The GOP thereby seeks a twisted political payoff: Public perception of increased numbers of immigrants translates into decreased votes for Democrats.


Where some Republicans infamously have welcomed covert foreign support of their presidential candidate since 2016, consider what our nation’s enemies may be doing to leverage immigration issues. Underhanded social media prompts might well induce more oppressed foreigners to mass at the border.

Which, in turn, will translate into decisive erosion of voters’ support for Democratic candidates. So much for our democracy welcoming the tired, poor, huddled masses.

Kendra Strozyk, Cameron Park, Calif.


To the editor: You report that most Americans now say illegal immigration is a very serious problem. Really?
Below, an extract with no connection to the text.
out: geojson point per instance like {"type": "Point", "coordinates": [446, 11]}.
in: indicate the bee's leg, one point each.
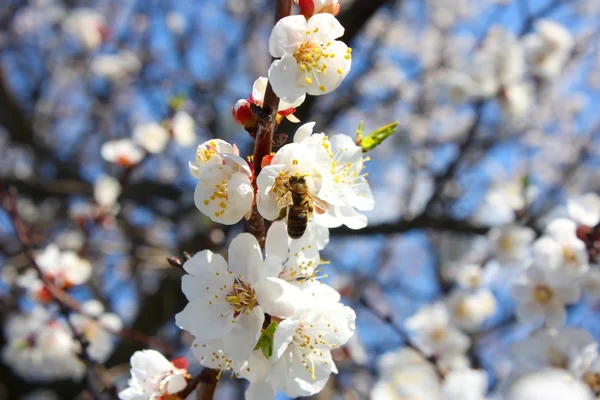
{"type": "Point", "coordinates": [282, 214]}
Global warming and the devastating, inevitable consequences don’t light a fire? How about our country’s descent into a theocracy? Still no?

The reality is that we’ve never allowed open borders under either party’s rule. It might be chaotic, but has never resulted in a breakdown of the system. Immigration, as the GOP’s recent abdication of the issue indicates, is strictly a public-relations issue.


If critical thinking isn’t taught in schools, it must be addressed at home.